Is it possible to check similarity of two recorded sounds, "throwing" out a noise and a time offset?

This is, in general, still an open research problem.

That being said, you may be able to do something like training an open-source deep learning model to detect similar sounds. Two models that are good at this, are “Spleeter” (which by default separates vocals from music) and “Whisper” (which does speech detection.)

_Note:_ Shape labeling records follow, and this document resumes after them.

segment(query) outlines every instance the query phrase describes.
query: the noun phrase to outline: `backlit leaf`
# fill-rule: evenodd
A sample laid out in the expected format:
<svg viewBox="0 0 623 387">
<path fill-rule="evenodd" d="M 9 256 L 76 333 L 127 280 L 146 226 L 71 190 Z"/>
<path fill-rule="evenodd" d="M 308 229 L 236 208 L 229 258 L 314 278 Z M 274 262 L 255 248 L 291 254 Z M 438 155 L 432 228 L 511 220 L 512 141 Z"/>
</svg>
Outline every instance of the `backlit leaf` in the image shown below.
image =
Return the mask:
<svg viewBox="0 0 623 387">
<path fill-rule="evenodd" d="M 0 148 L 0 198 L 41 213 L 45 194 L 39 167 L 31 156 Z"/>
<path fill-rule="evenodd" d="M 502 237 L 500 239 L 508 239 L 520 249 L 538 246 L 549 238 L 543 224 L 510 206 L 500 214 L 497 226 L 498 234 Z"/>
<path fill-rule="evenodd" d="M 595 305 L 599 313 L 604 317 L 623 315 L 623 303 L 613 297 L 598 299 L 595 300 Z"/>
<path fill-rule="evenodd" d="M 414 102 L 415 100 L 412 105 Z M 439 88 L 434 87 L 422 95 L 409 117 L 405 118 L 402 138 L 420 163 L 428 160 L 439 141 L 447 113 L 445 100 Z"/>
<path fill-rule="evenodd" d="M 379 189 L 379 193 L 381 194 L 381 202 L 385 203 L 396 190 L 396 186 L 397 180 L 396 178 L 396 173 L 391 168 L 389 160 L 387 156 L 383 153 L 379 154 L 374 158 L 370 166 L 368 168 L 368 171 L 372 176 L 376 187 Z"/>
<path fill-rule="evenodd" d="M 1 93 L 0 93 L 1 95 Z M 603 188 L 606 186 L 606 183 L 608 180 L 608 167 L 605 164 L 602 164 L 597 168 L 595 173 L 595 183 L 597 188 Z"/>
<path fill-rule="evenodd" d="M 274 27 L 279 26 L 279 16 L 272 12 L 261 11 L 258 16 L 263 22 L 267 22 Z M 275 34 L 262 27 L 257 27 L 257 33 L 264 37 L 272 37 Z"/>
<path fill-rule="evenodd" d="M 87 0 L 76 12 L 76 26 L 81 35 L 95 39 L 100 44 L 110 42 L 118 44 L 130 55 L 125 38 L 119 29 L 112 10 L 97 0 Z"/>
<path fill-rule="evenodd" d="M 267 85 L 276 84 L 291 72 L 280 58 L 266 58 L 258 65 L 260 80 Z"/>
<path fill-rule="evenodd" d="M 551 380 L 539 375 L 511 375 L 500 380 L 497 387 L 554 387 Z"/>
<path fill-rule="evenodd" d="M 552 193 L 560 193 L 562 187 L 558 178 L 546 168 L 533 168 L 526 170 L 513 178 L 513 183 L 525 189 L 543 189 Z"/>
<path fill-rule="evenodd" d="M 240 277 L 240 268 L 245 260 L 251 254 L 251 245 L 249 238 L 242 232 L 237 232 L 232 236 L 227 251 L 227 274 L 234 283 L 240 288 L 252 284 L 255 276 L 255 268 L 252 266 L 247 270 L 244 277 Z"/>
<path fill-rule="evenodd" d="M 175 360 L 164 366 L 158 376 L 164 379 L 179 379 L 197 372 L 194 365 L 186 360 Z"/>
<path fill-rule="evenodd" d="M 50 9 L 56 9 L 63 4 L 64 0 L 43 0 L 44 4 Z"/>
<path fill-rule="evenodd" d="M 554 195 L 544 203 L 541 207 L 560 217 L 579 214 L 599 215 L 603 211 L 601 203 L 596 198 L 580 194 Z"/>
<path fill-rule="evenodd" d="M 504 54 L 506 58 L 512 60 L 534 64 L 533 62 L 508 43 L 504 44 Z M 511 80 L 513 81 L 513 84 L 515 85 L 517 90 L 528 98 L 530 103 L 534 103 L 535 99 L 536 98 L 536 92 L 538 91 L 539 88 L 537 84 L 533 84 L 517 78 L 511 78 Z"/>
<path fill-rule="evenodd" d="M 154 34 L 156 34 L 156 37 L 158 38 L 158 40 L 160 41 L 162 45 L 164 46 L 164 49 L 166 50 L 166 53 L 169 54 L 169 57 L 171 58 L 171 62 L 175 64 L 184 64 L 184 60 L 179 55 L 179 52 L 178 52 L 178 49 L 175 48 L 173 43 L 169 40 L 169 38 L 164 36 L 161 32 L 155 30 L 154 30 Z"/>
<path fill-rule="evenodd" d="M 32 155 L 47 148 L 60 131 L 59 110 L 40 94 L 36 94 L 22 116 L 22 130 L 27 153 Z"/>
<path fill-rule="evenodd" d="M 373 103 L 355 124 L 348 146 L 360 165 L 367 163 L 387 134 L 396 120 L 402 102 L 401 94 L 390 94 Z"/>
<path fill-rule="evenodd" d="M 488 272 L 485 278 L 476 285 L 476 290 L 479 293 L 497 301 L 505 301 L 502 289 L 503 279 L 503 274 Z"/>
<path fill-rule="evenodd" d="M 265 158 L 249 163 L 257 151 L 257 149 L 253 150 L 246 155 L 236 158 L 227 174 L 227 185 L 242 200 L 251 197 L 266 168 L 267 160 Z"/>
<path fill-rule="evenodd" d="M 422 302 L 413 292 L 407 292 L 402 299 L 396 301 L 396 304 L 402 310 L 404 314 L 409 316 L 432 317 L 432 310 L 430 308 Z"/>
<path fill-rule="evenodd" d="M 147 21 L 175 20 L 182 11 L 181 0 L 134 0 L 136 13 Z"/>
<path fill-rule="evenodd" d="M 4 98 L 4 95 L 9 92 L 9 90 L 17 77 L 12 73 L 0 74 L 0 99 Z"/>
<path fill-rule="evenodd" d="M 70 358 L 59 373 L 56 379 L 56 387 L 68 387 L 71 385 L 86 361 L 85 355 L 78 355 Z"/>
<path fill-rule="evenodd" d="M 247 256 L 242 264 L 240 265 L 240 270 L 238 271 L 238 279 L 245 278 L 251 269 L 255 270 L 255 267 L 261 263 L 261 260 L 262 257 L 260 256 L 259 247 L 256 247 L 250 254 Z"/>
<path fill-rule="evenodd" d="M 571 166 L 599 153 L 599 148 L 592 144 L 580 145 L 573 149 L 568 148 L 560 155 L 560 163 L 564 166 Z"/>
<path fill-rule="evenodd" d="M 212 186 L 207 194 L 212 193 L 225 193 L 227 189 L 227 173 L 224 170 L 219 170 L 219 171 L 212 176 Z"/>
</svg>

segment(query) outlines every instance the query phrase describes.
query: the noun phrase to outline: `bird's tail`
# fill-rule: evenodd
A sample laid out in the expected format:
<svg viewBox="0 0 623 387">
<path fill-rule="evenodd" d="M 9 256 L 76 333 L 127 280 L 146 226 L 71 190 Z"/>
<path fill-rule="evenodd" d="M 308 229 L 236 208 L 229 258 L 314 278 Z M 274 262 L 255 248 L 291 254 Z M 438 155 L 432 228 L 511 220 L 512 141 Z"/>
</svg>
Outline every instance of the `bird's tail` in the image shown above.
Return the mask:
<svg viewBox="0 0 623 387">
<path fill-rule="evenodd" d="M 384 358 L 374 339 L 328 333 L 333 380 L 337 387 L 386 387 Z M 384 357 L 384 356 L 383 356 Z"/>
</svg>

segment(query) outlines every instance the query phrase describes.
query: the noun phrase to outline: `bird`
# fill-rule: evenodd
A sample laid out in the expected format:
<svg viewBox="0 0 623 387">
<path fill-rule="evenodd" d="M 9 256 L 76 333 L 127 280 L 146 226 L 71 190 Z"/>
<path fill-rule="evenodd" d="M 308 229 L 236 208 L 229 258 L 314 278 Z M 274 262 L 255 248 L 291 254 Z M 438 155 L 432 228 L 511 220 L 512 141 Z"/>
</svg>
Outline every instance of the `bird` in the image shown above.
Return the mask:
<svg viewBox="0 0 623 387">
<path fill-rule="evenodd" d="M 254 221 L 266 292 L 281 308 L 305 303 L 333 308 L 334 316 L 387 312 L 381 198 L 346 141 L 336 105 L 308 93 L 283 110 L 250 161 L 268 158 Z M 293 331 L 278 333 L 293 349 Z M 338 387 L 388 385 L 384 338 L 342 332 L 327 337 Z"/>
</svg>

You might be able to do something by figuring out what kinds of sounds you want to detect, and then which frequency ranges are most salient for those sounds, and then use the FFT part of the detection. Because sounds may have slightly different speeds, a matching algorithm might start with the first spectrogram, and extract fingerprints you want to “hit” in the input sound, and then scan the input sound for a sequence of those fingerprints.

So, very briefly:

to record:

spectrograms = empty vector of spectogram
lastspectrogram = empty
foreach block in original sound:
    blockspectrogram = calculate spectrogram from block
    if lastspectrogram is empty or different_enough(lastspectrogram, blockspectrogram) then
        spectrograms = append blockspectrogram to spectrograms

to detect:

index = 0
foreach block in input sound:
    blockspectrogram = calculate spectrogram from block
    if not different_enough(blockspectrogram, spectrograms[index]) then
        index++
        if index == length(spectrograms) then
            return Success
return Failure

Something like that.

Obviously, “different_enough” needs to be tuned based on the kinds of sounds you’re interested in detecting, and “calculate spectrogram” should probably exclude buckets for frequencies you’re not interested in.